Nourri par la hausse surprise des taux directeurs chinois et des propos du secrétaire du Trésor américain, Timothy Geithner, le retour en grâce du billet vert n’a pas tenu. Après avoir touché un plus bas de 1,3698 mercredi, l’euro/dollar a vite retrouvé le chemin de la hausse. La parité se traitait jeudi à un plus haut de 1,4051. Un bond de 3% en deux séances. La volatilité hebdomadaire de l’euro/dollar, qui a commencé la semaine à 12,8%, s’établissait hier à 13,7%, contre une moyenne depuis fin mai de 12,9% et un plancher de 9,2% début septembre. La volatilité à 3 mois évoluait jeudi autour des 13,6% à comparer à une moyenne ces six derniers mois de 13,07% et un plus haut de 16,5% le 20 mai. Valérie Perez, responsable changes en France chez Deutsche Bank juge «violente» cette remontée de 11% à 13% de la volatilité à 1 mois de l’euro/dollar depuis l’éclatement de la «guerre des changes».
«La hausse brutale de l’euro/dollar s’explique par un différentiel de taux entre dollar et euro en faveur de la monnaie unique, les marchés anticipant une hausse des taux de la BCE avant la Fed après les propos d’Angela Merkel et de Philippe Weber suggérant une sortie de la stratégie de crise. La publication d’un rapport aux Etats-Unis suggérant que la Fed rachèterait 500 milliards de dollars de Treasuries en plus ces six prochains mois a aussi pesé sur le dollar», explique Valérie Perez.
Cette dynamique de regain de volatilité s’applique notamment sur les parités croisées entre dollar et devises à rendement élevé. C’est le cas du dollar australien/dollar américain et dollar néozélandais/dollar américain, dont la volatilité hebdomadaire atteint respectivement les 15,8% et 15,6%. Toutefois, le regain actuel de nervosité sur le marché des changes est moins brutal qu’au mois de mai. A cette période, la volatilité sur l’euro/dollar à une semaine est passée en l’espace de quelques jours de 12% à un pic de 23,7% dans un contexte d’exacerbation de la crise grecque.
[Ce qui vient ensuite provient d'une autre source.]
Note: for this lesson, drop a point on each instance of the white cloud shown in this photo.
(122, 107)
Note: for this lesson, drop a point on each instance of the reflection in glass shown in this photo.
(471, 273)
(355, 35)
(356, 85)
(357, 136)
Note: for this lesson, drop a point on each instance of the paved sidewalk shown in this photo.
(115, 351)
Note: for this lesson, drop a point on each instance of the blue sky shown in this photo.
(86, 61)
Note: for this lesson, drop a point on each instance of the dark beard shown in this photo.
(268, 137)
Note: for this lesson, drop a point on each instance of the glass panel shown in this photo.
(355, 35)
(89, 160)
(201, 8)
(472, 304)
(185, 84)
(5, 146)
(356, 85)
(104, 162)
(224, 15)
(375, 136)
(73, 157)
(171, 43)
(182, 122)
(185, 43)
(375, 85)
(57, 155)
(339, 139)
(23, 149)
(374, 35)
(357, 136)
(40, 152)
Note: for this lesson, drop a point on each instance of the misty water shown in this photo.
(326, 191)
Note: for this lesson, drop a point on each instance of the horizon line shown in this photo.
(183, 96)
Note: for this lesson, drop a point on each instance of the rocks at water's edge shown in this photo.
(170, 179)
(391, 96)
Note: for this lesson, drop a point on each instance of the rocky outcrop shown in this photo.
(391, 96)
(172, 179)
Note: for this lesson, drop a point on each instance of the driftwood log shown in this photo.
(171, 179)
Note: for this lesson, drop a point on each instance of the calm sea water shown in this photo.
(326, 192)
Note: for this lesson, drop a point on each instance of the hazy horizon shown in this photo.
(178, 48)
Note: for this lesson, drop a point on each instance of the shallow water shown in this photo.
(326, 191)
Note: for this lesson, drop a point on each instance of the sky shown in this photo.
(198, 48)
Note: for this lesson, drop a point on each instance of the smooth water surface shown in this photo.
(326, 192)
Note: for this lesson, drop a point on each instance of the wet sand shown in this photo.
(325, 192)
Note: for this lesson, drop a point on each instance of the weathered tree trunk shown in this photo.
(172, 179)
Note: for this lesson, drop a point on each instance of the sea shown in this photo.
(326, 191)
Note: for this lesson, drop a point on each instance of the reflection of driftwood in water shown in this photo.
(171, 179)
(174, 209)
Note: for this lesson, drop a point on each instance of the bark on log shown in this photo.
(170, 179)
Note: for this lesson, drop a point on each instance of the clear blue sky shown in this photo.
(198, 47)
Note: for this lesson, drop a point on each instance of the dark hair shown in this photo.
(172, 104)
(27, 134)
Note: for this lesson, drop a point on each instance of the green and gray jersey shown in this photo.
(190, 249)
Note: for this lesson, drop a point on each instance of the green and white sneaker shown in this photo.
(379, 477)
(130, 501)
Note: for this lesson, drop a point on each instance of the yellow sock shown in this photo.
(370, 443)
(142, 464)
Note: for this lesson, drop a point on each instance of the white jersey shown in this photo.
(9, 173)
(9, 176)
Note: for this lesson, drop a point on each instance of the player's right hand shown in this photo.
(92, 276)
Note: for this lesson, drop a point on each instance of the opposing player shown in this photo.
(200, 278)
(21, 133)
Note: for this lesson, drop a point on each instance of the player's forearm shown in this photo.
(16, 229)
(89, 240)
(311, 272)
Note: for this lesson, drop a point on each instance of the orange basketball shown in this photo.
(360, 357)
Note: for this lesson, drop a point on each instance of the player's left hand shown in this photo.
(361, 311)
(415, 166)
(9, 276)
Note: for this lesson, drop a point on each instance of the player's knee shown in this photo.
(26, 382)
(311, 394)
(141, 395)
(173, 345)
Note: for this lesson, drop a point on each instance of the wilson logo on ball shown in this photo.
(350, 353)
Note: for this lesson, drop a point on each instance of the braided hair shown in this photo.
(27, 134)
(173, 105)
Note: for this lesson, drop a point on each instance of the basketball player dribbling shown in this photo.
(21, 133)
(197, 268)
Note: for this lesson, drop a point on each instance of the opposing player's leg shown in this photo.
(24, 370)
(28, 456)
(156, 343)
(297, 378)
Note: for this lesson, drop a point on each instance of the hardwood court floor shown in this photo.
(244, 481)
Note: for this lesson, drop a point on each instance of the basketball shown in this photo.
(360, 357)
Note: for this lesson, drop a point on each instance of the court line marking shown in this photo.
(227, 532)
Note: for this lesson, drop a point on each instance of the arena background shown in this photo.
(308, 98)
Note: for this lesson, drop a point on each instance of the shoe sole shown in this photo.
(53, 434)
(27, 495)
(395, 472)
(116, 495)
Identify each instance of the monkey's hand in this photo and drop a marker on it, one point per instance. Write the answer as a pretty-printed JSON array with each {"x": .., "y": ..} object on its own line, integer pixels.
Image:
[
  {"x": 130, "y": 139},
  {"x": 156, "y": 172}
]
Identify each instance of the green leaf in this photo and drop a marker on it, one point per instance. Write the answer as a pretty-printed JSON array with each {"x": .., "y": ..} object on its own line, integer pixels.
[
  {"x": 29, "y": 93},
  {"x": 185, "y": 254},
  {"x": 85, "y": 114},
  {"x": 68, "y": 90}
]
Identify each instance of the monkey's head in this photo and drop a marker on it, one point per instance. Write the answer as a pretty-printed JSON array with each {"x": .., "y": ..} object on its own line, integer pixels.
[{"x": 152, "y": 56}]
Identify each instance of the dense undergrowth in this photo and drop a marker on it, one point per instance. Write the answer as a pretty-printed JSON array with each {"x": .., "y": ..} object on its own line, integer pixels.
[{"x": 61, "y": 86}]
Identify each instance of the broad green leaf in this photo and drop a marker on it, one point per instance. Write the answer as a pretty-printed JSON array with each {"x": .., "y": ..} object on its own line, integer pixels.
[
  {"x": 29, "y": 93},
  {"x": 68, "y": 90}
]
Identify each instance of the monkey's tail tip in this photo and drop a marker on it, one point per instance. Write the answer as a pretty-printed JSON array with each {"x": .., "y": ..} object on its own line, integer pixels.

Au vu des récents mouvements des taux de change, selon un représentant officiel d’un pays du G20 interrogé par Bloomberg, les ministres des Finances et banquiers centraux diront, à l’issue de leur rencontre samedi en Corée du Sud, qu’ils souhaitent «un système de taux de change déterminé par le marché minimisant davantage les effets adverses des excès de volatilité et de mouvements désordonnés des taux de change». Il serait également prévu que le G20 déclare que ses membres tenteront de «s’abstenir de toute dévaluation compétitive» de leurs devises afin d’atténuer les tensions commerciales et éviter que celles-ci finissent par dérégler l’économie mondiale. D’ailleurs, Timothy Geithner, dans une entretien publiée jeudi par le Wall Street Journal, souhaite que les pays du G20 s’orientent vers une série de normes sur la politique des taux de changes.